Edgar Allan Poe (1809–1849) is a classic author whose works are in the public domain.

Poe's collected works showcase a master craftsman who invented psychological horror, turning the human mind itself into a landscape of terror, guilt, and obsession. These stories burrow into the darkest corners of consciousness with a precision that still unsettles readers today.

Poe's collected works constitute a masterclass in psychological terror and structural precision, proving that the grotesque and beautiful are separated by the thinnest of lines.

Poe's masterworks of psychological terror and melancholic beauty reach their apex in this comprehensive collection, where his obsessive exploration of death, loss, and the darker corners of the human mind created the blueprint for modern horror. The Raven and his lesser-known tales showcase a writer who weaponized language itself—transforming rhythm and repetition into instruments of dread that still unsettle readers today.

Poe's atmospheric masterpiece decays alongside its haunted mansion, where a family's buried secrets emerge through sound, decay, and mounting psychological torment until reality itself fractures.
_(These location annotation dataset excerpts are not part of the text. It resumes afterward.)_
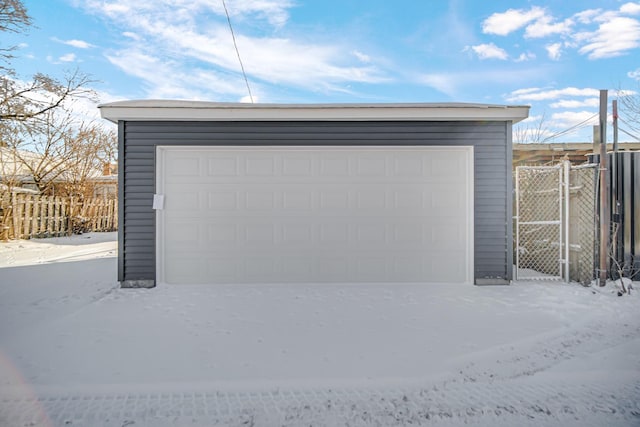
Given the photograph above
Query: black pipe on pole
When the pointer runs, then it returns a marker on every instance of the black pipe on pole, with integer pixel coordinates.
(604, 196)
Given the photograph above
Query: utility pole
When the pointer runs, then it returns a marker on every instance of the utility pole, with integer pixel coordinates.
(614, 163)
(604, 196)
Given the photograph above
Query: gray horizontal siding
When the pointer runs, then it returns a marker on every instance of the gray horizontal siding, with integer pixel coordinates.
(492, 161)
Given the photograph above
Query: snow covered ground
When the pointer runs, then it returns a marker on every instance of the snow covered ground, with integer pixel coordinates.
(77, 350)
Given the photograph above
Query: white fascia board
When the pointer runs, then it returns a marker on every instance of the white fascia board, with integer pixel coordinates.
(164, 110)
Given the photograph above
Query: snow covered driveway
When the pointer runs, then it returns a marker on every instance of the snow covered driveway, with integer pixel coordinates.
(77, 350)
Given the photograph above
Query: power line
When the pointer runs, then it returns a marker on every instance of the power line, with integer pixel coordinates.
(631, 135)
(235, 45)
(574, 127)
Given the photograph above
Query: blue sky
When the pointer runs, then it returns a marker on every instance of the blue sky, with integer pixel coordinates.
(553, 55)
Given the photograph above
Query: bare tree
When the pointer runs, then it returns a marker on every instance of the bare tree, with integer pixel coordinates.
(59, 154)
(630, 112)
(14, 19)
(26, 99)
(534, 132)
(91, 149)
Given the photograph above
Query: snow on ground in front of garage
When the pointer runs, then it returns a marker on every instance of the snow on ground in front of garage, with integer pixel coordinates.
(534, 353)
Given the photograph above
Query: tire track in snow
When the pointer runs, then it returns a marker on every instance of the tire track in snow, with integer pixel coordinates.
(505, 403)
(515, 361)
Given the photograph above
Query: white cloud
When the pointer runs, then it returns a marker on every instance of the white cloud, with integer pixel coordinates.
(164, 79)
(587, 16)
(489, 51)
(554, 51)
(80, 44)
(589, 102)
(511, 20)
(572, 118)
(630, 8)
(528, 56)
(131, 35)
(597, 33)
(454, 84)
(544, 27)
(613, 38)
(69, 57)
(361, 56)
(536, 94)
(196, 32)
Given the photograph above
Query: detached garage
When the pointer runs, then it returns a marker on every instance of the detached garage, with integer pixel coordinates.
(242, 193)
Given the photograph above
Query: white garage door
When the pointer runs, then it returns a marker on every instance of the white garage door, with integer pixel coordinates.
(315, 214)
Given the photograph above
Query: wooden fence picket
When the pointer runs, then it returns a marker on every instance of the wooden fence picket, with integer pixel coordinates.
(25, 216)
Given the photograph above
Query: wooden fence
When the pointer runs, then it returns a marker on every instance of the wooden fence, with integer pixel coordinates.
(25, 216)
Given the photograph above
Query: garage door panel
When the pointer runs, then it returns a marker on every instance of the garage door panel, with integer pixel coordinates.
(270, 215)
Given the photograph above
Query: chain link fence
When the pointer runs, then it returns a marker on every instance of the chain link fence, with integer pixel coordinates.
(583, 238)
(539, 227)
(556, 207)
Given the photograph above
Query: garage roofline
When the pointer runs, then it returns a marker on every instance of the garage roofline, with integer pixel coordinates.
(175, 110)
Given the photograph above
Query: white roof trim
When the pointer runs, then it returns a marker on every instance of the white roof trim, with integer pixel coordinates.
(168, 110)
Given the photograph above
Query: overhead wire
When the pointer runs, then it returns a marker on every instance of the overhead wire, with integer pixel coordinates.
(235, 45)
(630, 134)
(574, 127)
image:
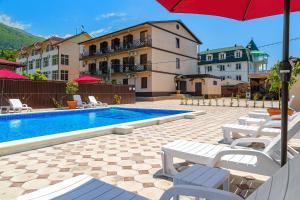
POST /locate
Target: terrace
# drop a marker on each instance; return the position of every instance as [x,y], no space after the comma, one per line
[106,50]
[127,161]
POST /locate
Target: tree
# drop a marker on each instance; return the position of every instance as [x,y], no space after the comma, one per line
[38,76]
[8,55]
[274,81]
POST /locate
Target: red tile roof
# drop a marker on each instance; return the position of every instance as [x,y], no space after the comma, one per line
[7,62]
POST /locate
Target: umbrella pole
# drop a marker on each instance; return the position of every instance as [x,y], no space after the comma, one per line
[285,73]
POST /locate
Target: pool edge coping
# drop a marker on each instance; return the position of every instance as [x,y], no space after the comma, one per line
[17,146]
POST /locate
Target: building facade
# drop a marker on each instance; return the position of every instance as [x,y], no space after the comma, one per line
[149,55]
[57,58]
[236,63]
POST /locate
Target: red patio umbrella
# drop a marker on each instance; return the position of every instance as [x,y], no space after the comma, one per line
[10,74]
[246,10]
[87,79]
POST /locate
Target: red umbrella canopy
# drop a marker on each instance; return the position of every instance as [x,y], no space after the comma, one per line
[10,74]
[234,9]
[87,79]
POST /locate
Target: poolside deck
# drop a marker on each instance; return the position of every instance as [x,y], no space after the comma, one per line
[129,161]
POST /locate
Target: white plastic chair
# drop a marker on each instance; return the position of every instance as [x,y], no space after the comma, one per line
[17,106]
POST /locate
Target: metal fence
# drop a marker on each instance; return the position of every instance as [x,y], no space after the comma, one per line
[43,94]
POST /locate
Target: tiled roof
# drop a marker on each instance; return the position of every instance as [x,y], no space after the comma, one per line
[237,47]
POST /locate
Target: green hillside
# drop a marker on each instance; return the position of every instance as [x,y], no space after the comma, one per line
[13,38]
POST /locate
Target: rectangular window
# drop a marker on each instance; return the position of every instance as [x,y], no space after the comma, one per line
[222,56]
[238,54]
[238,77]
[30,64]
[125,81]
[45,62]
[209,68]
[177,63]
[143,36]
[38,63]
[54,59]
[238,66]
[64,59]
[64,75]
[55,75]
[144,82]
[222,67]
[209,57]
[177,43]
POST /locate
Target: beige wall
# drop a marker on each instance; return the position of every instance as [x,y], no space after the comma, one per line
[295,91]
[208,88]
[167,41]
[163,82]
[71,48]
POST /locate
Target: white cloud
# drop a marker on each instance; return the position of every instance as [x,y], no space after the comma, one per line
[7,20]
[100,31]
[55,35]
[110,15]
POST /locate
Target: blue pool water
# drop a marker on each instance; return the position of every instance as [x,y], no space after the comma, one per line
[21,126]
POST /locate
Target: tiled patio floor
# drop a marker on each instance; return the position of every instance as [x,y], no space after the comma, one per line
[128,161]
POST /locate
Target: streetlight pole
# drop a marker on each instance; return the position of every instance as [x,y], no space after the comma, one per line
[285,74]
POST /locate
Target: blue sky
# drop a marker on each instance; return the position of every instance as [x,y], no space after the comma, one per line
[62,17]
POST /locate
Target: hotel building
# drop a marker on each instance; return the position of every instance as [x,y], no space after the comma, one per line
[57,58]
[149,55]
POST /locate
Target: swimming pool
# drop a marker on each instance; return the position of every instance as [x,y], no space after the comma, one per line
[23,126]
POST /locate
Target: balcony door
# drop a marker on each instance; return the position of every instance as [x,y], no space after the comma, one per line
[92,50]
[103,47]
[115,44]
[92,69]
[143,61]
[143,36]
[128,41]
[115,65]
[103,67]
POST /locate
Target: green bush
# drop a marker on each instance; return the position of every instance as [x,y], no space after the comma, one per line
[72,87]
[117,99]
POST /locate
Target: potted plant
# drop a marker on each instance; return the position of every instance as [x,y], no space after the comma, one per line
[117,99]
[71,89]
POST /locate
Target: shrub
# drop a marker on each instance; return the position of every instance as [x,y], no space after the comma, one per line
[72,87]
[117,99]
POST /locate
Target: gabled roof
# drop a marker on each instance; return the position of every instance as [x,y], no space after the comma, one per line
[147,23]
[219,50]
[73,36]
[252,46]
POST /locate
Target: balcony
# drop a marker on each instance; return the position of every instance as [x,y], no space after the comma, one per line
[135,44]
[259,74]
[131,69]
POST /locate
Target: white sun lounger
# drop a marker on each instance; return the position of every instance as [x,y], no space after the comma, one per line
[264,162]
[17,106]
[265,110]
[270,128]
[284,184]
[95,103]
[80,103]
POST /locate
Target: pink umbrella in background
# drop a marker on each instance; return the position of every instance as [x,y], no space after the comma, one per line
[247,10]
[5,73]
[88,79]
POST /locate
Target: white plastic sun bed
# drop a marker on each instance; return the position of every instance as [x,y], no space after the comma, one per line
[265,110]
[264,162]
[270,128]
[95,103]
[80,103]
[284,184]
[17,106]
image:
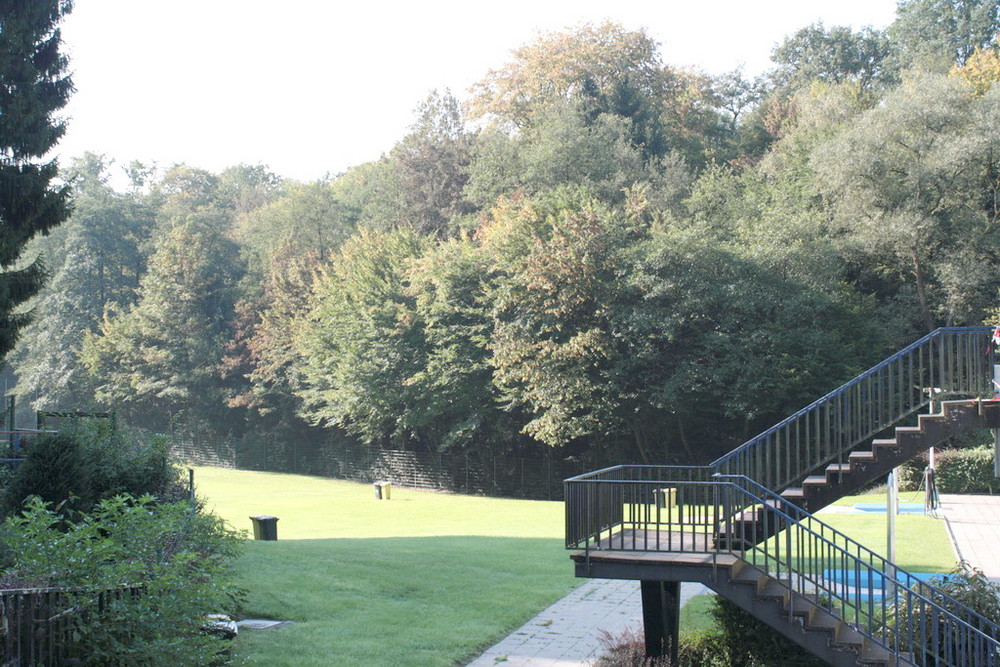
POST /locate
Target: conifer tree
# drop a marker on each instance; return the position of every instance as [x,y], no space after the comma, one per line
[34,85]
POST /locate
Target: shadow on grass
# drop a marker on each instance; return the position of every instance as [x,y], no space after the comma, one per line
[397,600]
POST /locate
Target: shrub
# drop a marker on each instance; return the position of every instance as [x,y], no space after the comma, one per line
[944,642]
[749,642]
[627,649]
[181,558]
[88,462]
[956,471]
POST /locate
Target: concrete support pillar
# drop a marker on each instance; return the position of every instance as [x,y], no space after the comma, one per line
[661,614]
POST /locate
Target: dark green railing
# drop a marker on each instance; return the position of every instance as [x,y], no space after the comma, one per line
[645,508]
[951,362]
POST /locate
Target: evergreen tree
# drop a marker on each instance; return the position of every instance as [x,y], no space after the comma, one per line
[33,86]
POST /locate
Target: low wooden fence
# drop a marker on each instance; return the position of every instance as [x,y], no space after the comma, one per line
[36,625]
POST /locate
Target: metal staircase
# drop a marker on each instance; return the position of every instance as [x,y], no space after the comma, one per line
[743,526]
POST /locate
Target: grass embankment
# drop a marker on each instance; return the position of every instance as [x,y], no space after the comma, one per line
[428,578]
[422,579]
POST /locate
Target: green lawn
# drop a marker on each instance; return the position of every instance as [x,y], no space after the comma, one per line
[427,578]
[422,579]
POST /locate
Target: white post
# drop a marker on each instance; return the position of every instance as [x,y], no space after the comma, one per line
[996,432]
[891,509]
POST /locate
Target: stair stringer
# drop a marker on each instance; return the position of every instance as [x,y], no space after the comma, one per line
[799,618]
[830,482]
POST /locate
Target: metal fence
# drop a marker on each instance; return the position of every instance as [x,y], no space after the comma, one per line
[536,477]
[949,362]
[652,509]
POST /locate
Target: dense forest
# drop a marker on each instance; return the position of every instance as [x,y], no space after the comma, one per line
[593,250]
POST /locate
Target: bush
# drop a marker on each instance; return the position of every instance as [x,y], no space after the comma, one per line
[956,471]
[749,642]
[970,588]
[741,640]
[89,462]
[182,559]
[627,649]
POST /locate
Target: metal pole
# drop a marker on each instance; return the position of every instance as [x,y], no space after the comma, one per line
[891,509]
[996,432]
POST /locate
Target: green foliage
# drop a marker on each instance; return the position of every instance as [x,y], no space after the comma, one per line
[96,263]
[956,471]
[362,341]
[182,560]
[929,32]
[912,184]
[833,55]
[35,85]
[164,355]
[751,643]
[968,587]
[87,463]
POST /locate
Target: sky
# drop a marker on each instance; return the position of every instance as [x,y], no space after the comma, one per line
[312,87]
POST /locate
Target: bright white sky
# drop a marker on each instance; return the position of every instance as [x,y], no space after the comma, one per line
[310,87]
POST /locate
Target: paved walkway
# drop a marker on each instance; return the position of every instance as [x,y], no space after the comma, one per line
[569,632]
[974,524]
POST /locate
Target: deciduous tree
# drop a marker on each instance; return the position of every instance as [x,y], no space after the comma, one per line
[34,86]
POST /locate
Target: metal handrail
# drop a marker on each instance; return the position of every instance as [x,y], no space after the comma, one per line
[953,361]
[912,618]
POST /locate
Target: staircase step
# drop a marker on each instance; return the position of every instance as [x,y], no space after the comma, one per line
[772,588]
[821,619]
[838,469]
[873,654]
[847,637]
[861,458]
[749,575]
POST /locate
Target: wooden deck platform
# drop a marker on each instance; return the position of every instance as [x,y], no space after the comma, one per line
[654,555]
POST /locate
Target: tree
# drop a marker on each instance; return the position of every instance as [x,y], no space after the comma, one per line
[362,340]
[949,30]
[97,265]
[433,163]
[981,70]
[589,61]
[832,55]
[604,69]
[163,356]
[34,85]
[556,344]
[914,184]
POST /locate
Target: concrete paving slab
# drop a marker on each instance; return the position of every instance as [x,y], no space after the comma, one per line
[568,634]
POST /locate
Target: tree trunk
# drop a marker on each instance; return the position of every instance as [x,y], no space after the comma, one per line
[918,273]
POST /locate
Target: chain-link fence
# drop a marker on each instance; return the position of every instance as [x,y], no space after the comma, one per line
[537,478]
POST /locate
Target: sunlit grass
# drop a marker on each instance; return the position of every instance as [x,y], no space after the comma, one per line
[421,579]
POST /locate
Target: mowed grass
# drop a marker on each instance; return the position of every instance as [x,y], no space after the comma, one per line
[421,579]
[428,578]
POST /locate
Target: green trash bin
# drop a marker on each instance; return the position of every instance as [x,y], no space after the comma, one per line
[383,490]
[265,527]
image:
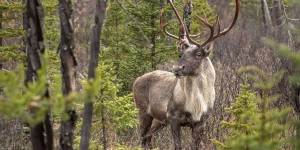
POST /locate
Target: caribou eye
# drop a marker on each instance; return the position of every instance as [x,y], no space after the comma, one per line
[198,54]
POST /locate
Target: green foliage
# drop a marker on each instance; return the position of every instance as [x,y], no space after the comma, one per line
[51,21]
[118,113]
[256,124]
[11,17]
[287,52]
[19,100]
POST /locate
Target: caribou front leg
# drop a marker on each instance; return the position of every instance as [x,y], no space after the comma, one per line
[175,127]
[198,131]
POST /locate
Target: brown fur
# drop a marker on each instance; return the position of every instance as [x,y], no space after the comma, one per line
[162,98]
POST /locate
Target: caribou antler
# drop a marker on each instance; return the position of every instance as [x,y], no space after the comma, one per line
[212,27]
[217,24]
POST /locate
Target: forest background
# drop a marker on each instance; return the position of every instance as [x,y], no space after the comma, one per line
[53,75]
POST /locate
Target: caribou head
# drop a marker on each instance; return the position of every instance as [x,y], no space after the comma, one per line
[186,96]
[193,52]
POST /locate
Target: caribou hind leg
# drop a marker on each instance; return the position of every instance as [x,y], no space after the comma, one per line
[175,127]
[145,125]
[198,132]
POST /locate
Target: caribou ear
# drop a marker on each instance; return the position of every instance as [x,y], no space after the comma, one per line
[208,48]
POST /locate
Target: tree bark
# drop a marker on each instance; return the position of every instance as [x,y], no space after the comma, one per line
[277,12]
[68,71]
[1,28]
[266,14]
[34,48]
[153,41]
[94,57]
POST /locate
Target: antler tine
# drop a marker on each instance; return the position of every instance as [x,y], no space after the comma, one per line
[196,35]
[237,10]
[211,27]
[217,23]
[164,25]
[178,17]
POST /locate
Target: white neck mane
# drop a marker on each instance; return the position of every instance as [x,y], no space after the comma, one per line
[198,92]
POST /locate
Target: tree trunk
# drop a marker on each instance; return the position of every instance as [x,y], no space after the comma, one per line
[68,64]
[277,12]
[153,42]
[34,47]
[104,135]
[94,57]
[266,14]
[1,28]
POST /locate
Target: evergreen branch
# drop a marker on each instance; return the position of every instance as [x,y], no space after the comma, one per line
[137,24]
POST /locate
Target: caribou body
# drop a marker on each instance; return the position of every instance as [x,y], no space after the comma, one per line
[184,97]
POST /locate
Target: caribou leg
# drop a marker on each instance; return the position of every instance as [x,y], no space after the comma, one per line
[145,124]
[156,126]
[198,131]
[175,127]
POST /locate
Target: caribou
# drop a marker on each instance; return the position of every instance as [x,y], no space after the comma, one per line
[186,96]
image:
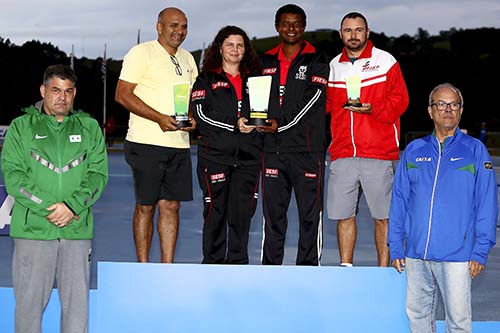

The story achieves terror not through jump scares but through the slow realization that sanity is fragile.

Poe's only novel descends into psychological and physical chaos aboard a doomed ship, blending maritime horror with philosophical dread as his protagonist confronts mutiny, cannibalism, and mysteries that defy rational explanation.

When plague ravages the kingdom, a prince seals his court behind impenetrable walls, believing luxury and isolation can ward off death itself—until a masked figure arrives to prove that some terrors cannot be locked away. Poe distills pure dread into a novella that uses a single, relentless symbol to explore how we construct dangerous illusions of safety.

Poe compresses a lifetime of betrayal, vengeance, and madness into a journey through Italian catacombs, where every detail—from wine to stone to silence—becomes a weapon of psychological terror.